Typical variables include:

  • District identification (name, code, province)
  • Employment: regular employees by race and gender, casual/seasonal workers
  • Wages: annual wage bill by race category
  • Machinery: tractors, combines, other equipment counts
  • Land: area farmed, area irrigated
  • Production: output by crop type

Provenance

  • Source: South African agricultural census publications
  • Digitization: oDesk contractors (2013-14), Excel format
  • Conversion: ops_admin/scripts/digitization/batch_convert.py
  • Source PDFs: raw_archives/01_production_censuses/agriculture/source_pdfs/

Corrections

Corrections are logged in CORRECTIONS_LOG.md.
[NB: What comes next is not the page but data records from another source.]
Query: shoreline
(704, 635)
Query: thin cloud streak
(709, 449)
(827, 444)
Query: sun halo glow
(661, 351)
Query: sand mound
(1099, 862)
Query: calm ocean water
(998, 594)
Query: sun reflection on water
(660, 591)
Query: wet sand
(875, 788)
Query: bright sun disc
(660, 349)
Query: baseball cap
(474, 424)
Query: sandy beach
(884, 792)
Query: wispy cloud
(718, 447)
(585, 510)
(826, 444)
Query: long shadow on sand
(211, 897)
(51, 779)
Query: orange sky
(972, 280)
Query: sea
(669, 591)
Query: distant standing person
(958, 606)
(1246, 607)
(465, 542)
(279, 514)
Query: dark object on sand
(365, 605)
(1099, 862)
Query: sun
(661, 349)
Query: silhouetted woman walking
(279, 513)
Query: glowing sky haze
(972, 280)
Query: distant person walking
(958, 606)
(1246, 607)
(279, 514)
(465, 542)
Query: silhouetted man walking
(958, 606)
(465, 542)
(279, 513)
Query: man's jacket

All corrections have originals backed up to _originals/.

Date File Corrections Source
Dec 2025 1976 Part5 214 (160 regular + 54 casual employment) Chris Boone corrections
Dec 2025 1976 Part7 1 (Potgietersrus wage extra digit) Stata do-file
Dec 2025 1974_3.1 5 severe (Piet Retief, Mount Currie, OFS districts) Claude Vision PDF verification
Mar 2026 4 files 4 cross-year outliers (Belfast, Gordonia, Knysna, Pietersburg) Internal consistency checks

Phase D reconciliation (April 2026): 69 discrepancies vs Boone across 5 years. 99.1% cell match rate. 4 corrected in source CSVs, 65 resolved by adopting Boone's values in the panel builder. 1979 is the worst year (31 discrepancies, including Wynberg/Bellville row displacement).

Key Empirical Finding: Specification Sensitivity

The agricultural census data supports a district-level difference-in-differences analysis of the 1974 mine labor shock's effect on mechanization (combines adoption in open vs. closed recruiting districts). This result is specification-sensitive:

  • Pooled OLS with province FE: +0.373 log-points (p < 0.05) — open districts adopted more combines post-1974
  • TWFE with district FE: +0.017 (null) — the result disappears with district fixed effects
  • Tractors placebo: +0.795 in pooled OLS (larger than combines), suggesting the pooled OLS captures pre-existing trends rather than a causal effect

The national-level patterns are robust: combines +30%, tractors +13%, Black employment -10% between 1972-1980. The wage shock was real and economically transformative — but it operated as a general equilibrium effect, not a differential one between open and closed districts. The book manuscript honestly reports this specification sensitivity and reframes around the Eiselen electoral divergence as the lead empirical finding. See Data Appendix D.0-D.3.